According to the 10th annual Hospital Professional Liability and Physician Liability Benchmark Analysis, the number of hospital professional liability claims is increasing and is expected to increase by 1% per year. The study, released by Aon Corp. and the American Society for Healthcare Risk Management, both based in Chicago, polled more than 1,500 facilities to examine trends in claims and loss costs related to hospital and physician professional liability. The study attributes the rise in claims to the economic downturn, less public sympathy toward health care providers, and a 2008 rule that prevents the Baltimore-based Centers for Medicare and Medicaid Services from reimbursing hospitals for certain errors known as “never events” because they are considered preventable and should never happen.
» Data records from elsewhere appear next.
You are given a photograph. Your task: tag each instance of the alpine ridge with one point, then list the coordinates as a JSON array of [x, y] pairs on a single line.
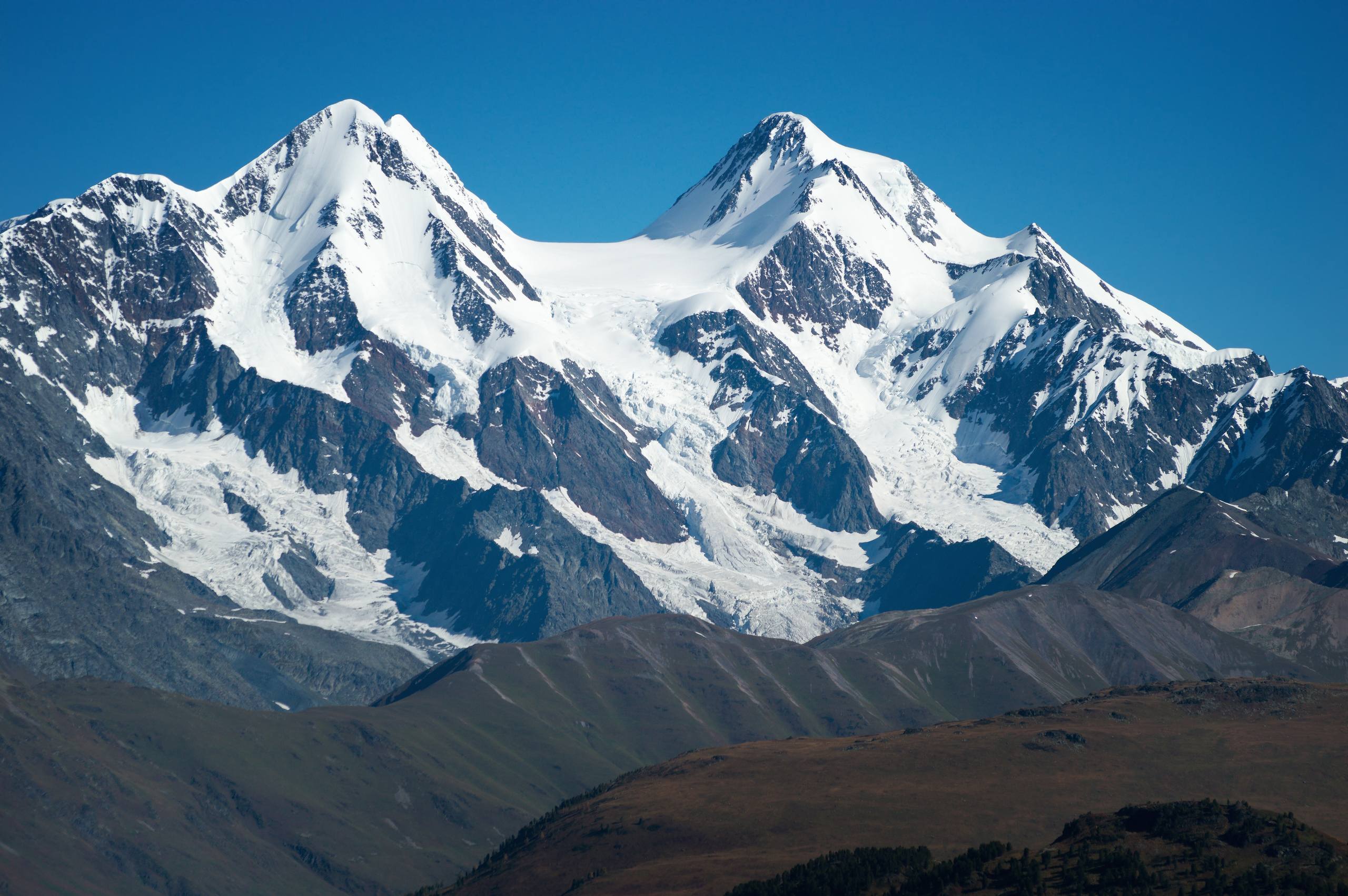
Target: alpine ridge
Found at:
[[335, 403]]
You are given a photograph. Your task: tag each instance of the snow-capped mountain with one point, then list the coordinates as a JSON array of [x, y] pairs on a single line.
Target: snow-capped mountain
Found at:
[[341, 394]]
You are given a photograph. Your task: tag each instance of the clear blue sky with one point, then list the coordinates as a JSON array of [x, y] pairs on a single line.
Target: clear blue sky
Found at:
[[1191, 153]]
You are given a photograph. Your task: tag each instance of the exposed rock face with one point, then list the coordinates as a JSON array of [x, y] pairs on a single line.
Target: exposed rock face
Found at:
[[283, 371], [920, 569], [784, 445], [809, 278], [564, 429], [788, 440], [504, 565], [1277, 432]]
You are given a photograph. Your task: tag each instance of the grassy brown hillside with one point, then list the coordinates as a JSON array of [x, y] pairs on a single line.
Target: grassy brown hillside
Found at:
[[1159, 849], [707, 821], [114, 789]]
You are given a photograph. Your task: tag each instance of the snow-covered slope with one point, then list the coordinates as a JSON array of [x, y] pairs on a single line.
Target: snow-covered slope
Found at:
[[730, 414]]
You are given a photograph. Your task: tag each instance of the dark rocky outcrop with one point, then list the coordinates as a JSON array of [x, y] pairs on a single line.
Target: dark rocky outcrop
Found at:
[[564, 429]]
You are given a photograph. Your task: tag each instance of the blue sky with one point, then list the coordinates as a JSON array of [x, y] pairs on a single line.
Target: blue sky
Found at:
[[1191, 153]]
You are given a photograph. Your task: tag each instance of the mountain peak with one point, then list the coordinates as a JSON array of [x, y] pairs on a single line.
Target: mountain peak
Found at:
[[762, 165]]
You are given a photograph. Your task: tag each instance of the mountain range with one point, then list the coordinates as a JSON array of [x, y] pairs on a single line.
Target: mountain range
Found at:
[[295, 437]]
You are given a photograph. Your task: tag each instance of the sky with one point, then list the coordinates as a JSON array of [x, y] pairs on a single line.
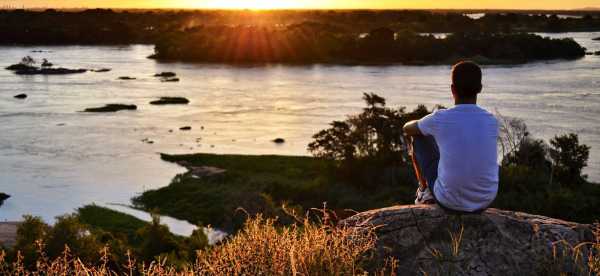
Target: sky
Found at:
[[308, 4]]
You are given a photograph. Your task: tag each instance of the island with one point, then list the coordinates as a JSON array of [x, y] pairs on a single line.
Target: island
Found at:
[[3, 197]]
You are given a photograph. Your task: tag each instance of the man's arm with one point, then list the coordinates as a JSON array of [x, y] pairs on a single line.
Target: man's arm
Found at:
[[412, 129]]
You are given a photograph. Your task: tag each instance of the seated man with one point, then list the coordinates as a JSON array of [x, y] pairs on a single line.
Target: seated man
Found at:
[[454, 150]]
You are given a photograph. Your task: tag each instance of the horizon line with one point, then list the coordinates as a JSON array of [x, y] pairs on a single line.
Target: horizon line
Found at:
[[584, 9]]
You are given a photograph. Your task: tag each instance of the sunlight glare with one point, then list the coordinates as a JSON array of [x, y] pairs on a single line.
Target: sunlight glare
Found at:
[[252, 4]]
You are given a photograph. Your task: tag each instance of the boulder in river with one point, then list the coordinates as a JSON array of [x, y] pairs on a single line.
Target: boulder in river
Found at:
[[170, 80], [170, 100], [20, 67], [165, 75], [426, 240], [126, 78], [101, 70], [111, 108], [49, 71], [3, 197]]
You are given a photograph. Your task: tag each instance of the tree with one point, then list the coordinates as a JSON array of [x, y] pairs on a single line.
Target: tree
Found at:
[[31, 234], [69, 232], [156, 239], [569, 157]]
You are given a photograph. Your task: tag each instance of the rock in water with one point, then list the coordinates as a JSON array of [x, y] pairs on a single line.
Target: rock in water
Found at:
[[165, 75], [101, 70], [170, 100], [495, 242], [111, 108], [126, 78], [3, 197]]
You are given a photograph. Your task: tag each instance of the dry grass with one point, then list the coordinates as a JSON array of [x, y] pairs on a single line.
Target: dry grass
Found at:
[[261, 248]]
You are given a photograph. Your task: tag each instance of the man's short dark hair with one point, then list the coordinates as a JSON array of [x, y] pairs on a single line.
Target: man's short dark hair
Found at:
[[466, 78]]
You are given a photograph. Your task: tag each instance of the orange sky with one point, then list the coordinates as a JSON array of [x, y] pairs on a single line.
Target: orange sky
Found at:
[[341, 4]]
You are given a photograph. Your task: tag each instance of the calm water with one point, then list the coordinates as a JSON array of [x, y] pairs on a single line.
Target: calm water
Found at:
[[54, 159]]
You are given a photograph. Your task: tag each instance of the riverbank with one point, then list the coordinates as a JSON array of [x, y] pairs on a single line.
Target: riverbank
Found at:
[[222, 190], [8, 233]]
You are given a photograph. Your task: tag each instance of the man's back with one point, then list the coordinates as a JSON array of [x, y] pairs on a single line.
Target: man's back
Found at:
[[466, 136]]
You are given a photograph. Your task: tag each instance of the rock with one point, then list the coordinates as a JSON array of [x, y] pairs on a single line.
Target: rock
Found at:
[[111, 108], [46, 64], [126, 78], [170, 100], [3, 197], [495, 242], [170, 80], [101, 70], [165, 75], [19, 67], [49, 71]]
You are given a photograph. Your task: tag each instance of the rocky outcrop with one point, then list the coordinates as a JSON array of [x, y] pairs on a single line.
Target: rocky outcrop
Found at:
[[427, 240], [170, 100], [111, 108]]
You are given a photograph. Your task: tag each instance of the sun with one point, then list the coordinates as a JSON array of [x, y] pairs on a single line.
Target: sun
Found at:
[[252, 4]]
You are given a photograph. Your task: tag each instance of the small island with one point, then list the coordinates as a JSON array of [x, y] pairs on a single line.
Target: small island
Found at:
[[307, 43], [3, 197], [27, 67], [170, 100], [111, 108]]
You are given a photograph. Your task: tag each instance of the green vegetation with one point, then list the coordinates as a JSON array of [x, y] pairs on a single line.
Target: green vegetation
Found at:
[[314, 43], [361, 163], [3, 197], [306, 36], [93, 230], [260, 185], [103, 26], [105, 219]]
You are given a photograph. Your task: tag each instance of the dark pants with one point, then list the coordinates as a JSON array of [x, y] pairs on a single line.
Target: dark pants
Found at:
[[427, 156]]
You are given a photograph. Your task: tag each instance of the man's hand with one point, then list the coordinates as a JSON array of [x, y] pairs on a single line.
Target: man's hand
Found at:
[[412, 129]]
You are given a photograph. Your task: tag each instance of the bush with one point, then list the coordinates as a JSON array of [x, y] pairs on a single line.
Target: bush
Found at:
[[367, 147], [569, 157]]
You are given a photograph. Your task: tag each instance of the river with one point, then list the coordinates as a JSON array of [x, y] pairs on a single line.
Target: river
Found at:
[[54, 159]]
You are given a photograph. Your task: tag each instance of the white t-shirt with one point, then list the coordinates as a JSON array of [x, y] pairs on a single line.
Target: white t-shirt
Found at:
[[466, 136]]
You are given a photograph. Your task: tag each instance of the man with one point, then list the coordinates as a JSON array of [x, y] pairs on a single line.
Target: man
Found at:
[[454, 150]]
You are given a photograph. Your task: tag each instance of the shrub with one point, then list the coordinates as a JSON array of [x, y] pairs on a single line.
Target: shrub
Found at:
[[368, 147], [569, 157]]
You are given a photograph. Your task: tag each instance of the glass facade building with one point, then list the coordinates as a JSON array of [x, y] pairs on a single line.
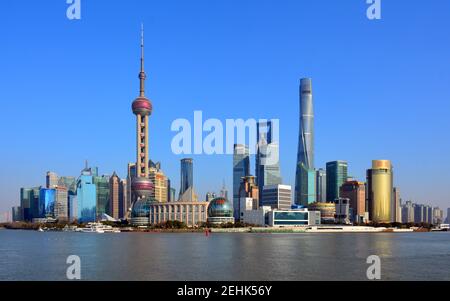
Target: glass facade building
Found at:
[[102, 194], [321, 186], [187, 175], [86, 199], [277, 197], [294, 218], [267, 167], [304, 183], [47, 199], [241, 169], [337, 174], [380, 192], [26, 196], [220, 211]]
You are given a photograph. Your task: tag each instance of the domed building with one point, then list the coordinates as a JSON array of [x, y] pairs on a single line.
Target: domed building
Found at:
[[327, 211], [220, 211], [140, 214]]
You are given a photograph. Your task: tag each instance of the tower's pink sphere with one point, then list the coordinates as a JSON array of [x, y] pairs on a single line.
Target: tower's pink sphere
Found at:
[[142, 106]]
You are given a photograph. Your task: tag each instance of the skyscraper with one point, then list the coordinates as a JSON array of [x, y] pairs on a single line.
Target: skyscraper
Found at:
[[102, 194], [187, 175], [248, 189], [114, 196], [61, 212], [356, 192], [241, 168], [51, 180], [305, 177], [86, 198], [397, 206], [141, 185], [337, 174], [123, 198], [408, 213], [159, 180], [380, 191], [277, 197], [267, 156], [26, 194], [321, 186]]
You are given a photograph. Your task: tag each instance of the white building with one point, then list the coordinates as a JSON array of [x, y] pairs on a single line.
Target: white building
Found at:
[[294, 218], [277, 197], [256, 217]]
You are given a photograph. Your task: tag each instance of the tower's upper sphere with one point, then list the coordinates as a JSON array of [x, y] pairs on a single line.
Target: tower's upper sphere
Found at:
[[220, 207], [142, 106], [142, 187]]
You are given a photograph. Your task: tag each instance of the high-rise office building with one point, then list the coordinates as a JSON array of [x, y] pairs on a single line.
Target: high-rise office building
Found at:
[[248, 189], [70, 183], [397, 206], [102, 191], [16, 215], [61, 211], [114, 196], [210, 196], [267, 157], [224, 191], [408, 213], [141, 185], [73, 208], [131, 174], [86, 198], [277, 197], [123, 198], [380, 191], [438, 216], [356, 193], [159, 181], [419, 214], [337, 174], [187, 175], [305, 177], [47, 198], [241, 168], [26, 194], [321, 186], [51, 180]]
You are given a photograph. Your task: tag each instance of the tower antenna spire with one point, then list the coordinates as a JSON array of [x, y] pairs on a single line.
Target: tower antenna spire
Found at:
[[142, 75]]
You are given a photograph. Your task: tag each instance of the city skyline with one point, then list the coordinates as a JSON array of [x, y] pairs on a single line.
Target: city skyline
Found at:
[[65, 159]]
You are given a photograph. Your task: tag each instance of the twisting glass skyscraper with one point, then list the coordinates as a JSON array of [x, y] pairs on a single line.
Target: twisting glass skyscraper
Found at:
[[305, 174], [267, 157]]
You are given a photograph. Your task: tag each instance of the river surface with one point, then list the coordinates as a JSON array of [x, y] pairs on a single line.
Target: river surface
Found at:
[[32, 255]]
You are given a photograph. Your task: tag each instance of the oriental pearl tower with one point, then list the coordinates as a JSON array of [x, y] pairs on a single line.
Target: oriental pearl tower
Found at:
[[141, 185]]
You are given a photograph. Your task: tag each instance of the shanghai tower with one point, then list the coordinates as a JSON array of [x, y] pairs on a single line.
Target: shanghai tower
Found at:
[[305, 174]]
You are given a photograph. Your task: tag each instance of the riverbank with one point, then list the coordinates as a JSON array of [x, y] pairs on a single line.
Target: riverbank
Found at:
[[287, 230]]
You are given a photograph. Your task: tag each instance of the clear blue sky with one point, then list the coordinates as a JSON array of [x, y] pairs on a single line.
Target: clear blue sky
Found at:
[[381, 88]]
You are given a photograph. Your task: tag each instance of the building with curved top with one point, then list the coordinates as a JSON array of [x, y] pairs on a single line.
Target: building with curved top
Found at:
[[327, 211], [141, 186], [220, 211], [305, 175], [380, 192], [140, 213], [151, 212]]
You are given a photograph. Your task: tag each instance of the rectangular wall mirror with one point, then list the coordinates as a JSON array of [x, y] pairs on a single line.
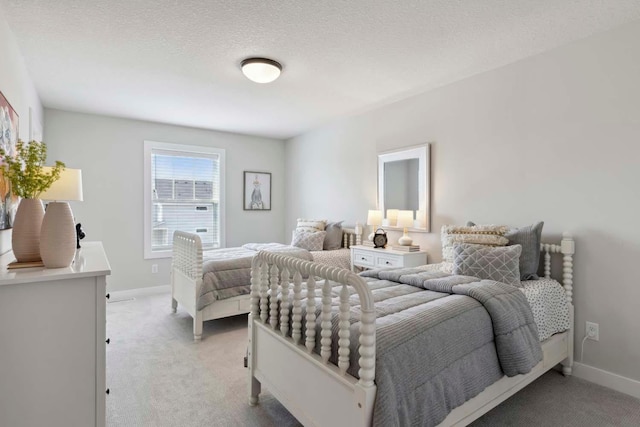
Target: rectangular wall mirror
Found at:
[[403, 184]]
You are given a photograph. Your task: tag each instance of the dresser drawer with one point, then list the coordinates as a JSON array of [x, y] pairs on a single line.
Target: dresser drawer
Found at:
[[388, 261], [364, 259]]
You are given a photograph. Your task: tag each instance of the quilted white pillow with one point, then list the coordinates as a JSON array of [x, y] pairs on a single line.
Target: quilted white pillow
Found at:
[[308, 241], [488, 263], [490, 235], [311, 225]]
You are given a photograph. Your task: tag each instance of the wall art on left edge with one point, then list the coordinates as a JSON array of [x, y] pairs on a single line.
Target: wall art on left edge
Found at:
[[8, 140], [257, 191]]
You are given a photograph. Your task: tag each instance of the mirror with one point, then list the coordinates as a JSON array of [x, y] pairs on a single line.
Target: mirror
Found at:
[[403, 184]]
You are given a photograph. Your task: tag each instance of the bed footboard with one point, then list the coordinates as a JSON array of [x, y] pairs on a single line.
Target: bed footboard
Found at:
[[314, 390], [186, 276]]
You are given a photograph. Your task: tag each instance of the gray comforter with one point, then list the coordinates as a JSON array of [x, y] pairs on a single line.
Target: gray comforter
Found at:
[[227, 272], [441, 340]]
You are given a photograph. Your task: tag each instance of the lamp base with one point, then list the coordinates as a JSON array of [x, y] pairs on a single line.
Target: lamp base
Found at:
[[405, 240], [57, 236]]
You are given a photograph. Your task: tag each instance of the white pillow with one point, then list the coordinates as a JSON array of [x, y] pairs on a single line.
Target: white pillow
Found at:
[[311, 225], [308, 241], [490, 235]]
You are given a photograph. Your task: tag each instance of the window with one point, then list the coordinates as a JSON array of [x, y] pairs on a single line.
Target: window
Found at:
[[184, 190]]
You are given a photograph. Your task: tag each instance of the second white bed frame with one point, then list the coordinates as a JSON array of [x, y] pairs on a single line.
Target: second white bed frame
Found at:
[[187, 278], [319, 393]]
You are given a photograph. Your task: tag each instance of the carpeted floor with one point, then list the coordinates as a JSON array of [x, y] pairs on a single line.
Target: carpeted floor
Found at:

“Worsening economic conditions in 2008 may have influenced individuals to assert claims against hospital systems,” Erik Johnson, health care practice leader for Aon’s Actuarial and Analytics Practice and author of the analysis, said in a statement. The frequency of hospital liability claims had been decreasing for about a decade before this year, the study said. Claims severity, which includes indemnity and defense costs, is now projected to increase 4% per year. Hospital loss costs per occupied bed, which is a major part of the total cost of risk, is anticipated to rise 5% in 2010, according to the study.

One-quarter of all claims and about 24% of hospitals’ professional liability costs are connected to hospital-acquired conditions such as infections, medication errors, objects left in the body after surgery and pressure ulcers, the study said. The market for health care industry professional liability coverage likely will remain stable for the rest of the year, but pricing is expected to increase in 2010, Aon said.

Pat says:
The AON study points out that ¼ of claims are related to “never events”. The never events defined by CMS are deemed outcomes that should not occur. The unwillingness of public and private payors to pay for what is defined as bad care leading to a bad outcome puts financial teeth behind efforts to improve patient safety and care. The definition of these outcomes clarifies concepts of liability. It becomes easy for the medical malpractice attorney to argue that there was a deviation from the standard of care when such an outcome occurs. Who could argue that operating on the wrong limb is acceptable or that leaving a clamp behind is okay? The AON study is important in that it shows the shifting trends. Those in hospitals who are reluctant to implement change, or take a strong position with recalcitrant staff who don’t want to change, need to know that the financial consequences of unsafe patient care will continue. The AON study confirms what we see in the nursing and medical malpractice world-seriously injured people wanting answers to questions and for the system to change so that someone else is not hurt.